The Hills are Alive is a stage show that premiered this week in Graz, using puppets and music to skewer the hard-line immigration policies that lurk behind Austria’s sentimental, soft-focus self-image.
“We employ cliches about migrants to point out how, not so long ago, Austrians had to emigrate and were dependent on the mercy of other countries,” said Nikolaus Habjan, a 32-year-old puppet artist and co-director of the show.
The Hills are Alive relates the return to Austria, after many decades abroad, of Maria von Trüpp and her husband Max – with any resemblance to any other family entirely coincidental.
At first the show is an amusing trip down memory lane with Maria reunited with a long-lost admirer: Billy Goat, last seen in 1965 with Julie Andrews in The Lonely Goatherd sequence.
Darker themes
When the goat tries to kiss her, Maria protests: “You smell funny, but not in a funny way.”
Like the original Rodgers and Hammerstein production, however, the new show moves from musical frolics to darker themes, in particular to the revival of 1930s language and thought.
Maria von Trüpp has fled the US, because Donald Trump’s wall has cut through her property.
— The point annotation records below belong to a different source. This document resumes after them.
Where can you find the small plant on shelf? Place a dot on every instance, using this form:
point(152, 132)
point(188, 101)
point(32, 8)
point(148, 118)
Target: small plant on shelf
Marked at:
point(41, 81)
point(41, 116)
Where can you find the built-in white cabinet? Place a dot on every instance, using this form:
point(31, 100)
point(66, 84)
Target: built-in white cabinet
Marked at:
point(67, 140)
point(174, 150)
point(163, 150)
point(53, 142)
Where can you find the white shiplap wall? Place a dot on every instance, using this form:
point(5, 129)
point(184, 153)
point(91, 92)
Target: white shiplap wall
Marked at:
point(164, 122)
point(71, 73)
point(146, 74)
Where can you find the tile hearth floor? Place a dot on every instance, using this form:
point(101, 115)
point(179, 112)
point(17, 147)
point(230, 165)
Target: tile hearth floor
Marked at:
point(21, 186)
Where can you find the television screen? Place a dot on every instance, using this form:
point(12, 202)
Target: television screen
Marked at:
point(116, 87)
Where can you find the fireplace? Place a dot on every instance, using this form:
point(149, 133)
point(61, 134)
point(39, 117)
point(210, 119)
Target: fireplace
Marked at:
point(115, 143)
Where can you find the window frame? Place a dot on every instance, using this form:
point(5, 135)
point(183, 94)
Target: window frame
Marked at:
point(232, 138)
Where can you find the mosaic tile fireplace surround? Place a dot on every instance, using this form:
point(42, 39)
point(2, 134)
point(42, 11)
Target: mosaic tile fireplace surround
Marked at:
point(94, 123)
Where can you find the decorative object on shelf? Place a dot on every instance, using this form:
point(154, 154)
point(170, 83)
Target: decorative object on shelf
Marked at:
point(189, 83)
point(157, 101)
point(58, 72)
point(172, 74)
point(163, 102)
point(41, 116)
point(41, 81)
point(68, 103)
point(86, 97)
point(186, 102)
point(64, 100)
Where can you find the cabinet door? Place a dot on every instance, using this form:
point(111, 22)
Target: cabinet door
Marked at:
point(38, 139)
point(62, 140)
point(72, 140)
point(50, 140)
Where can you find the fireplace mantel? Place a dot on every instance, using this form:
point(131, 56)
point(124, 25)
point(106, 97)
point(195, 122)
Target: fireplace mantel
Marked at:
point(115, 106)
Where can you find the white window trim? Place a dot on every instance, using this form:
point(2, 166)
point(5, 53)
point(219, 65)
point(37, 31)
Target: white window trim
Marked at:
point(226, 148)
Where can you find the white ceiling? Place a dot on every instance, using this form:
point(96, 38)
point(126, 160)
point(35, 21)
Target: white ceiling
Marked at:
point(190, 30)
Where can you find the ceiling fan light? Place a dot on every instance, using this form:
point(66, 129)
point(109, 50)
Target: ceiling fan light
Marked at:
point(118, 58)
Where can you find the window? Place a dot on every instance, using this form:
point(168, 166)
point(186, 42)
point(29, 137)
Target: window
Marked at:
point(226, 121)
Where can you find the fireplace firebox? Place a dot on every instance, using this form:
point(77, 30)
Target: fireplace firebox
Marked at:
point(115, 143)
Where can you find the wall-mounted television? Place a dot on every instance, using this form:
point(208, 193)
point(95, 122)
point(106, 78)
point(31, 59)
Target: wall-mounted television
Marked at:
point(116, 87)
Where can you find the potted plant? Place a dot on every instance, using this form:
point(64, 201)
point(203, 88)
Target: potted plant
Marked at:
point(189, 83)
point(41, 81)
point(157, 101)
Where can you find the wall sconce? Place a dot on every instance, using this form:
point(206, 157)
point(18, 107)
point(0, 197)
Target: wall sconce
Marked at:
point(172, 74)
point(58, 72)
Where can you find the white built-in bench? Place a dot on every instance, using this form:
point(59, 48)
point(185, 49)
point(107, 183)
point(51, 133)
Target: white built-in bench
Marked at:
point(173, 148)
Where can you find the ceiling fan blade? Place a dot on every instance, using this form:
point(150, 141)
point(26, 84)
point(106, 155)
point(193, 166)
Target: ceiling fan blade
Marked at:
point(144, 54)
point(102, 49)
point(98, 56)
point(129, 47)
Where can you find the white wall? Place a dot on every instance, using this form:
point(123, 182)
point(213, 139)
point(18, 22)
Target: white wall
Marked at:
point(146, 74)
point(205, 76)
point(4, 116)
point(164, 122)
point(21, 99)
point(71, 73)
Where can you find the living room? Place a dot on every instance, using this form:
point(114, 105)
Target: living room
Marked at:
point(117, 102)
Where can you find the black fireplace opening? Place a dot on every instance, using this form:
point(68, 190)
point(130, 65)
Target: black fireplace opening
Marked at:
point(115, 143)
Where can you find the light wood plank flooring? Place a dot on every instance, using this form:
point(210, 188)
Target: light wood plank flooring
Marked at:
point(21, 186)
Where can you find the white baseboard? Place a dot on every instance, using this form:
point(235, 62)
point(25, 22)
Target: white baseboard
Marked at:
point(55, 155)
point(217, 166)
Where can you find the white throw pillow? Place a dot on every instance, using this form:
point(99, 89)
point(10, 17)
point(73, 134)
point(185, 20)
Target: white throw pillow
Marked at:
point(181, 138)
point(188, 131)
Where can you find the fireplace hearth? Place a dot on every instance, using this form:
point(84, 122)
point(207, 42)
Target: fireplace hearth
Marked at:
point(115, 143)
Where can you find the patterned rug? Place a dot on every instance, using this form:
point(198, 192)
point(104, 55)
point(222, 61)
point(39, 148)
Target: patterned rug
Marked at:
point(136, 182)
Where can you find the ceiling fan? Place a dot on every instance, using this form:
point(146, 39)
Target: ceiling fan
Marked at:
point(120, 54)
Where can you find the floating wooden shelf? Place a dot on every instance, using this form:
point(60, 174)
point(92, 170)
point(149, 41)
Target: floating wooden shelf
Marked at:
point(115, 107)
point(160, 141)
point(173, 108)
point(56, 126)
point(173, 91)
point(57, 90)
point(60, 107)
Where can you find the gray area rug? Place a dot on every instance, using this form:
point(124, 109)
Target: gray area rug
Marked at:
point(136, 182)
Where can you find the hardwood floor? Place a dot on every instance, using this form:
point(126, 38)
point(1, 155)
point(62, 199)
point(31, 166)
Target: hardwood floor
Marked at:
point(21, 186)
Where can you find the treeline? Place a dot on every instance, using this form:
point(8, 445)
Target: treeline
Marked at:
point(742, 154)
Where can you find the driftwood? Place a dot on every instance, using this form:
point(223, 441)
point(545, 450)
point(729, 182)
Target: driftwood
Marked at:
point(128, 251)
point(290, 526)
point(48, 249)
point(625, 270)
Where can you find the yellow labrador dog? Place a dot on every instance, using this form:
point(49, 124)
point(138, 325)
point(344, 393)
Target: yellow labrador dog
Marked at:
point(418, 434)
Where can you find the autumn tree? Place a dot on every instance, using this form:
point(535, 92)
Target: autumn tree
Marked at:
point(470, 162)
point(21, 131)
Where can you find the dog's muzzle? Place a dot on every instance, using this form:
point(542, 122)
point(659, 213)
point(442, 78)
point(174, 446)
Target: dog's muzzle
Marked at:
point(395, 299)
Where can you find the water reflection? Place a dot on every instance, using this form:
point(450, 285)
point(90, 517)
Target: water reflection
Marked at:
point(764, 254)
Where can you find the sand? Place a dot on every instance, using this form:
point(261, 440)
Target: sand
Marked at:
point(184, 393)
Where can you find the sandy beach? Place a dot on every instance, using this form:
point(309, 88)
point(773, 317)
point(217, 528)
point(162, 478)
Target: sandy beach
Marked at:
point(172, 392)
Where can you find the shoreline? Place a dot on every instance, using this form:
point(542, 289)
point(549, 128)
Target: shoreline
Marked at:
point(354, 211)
Back in Austria, an immigration official – a cross between Adolf Hitler and far-right ex-interior minister Herbert Kickl – is determined to make the returning emigrant’s life hell.
The evening ends badly for Maria (spoiler alert): shot dead by the immigration official, who insists his gun went off by accident. The curtain falls with one of his underlings assuring him: “Don’t worry, it was just another accident, just another illegal immigrant, case closed.”
Western discourse
Written and co-performed by Neville Tranter, the piece is a subversive exploration of the shift in western discourse towards immigrants, asylum seekers and refugees.
“The terrible thing is the effort being employed to convince people that migrants are worth less than others,” said Habjan. In his native Austria, few protest now when politicians dehumanise asylum seekers as a “burden” or “unpleasant images”.
The play has attracted rave reviews and has sold out its entire run in Graz. Habjan is convinced his English-language show has relevance all over Europe – and is open to invitations across the continent.
“There is rise around the world, not just in Austria, of inhumane immigration politics and concealed racism,” he said. “But racism is as much about the person who tolerates it as the person who is racist. That’s what makes it so dangerous.”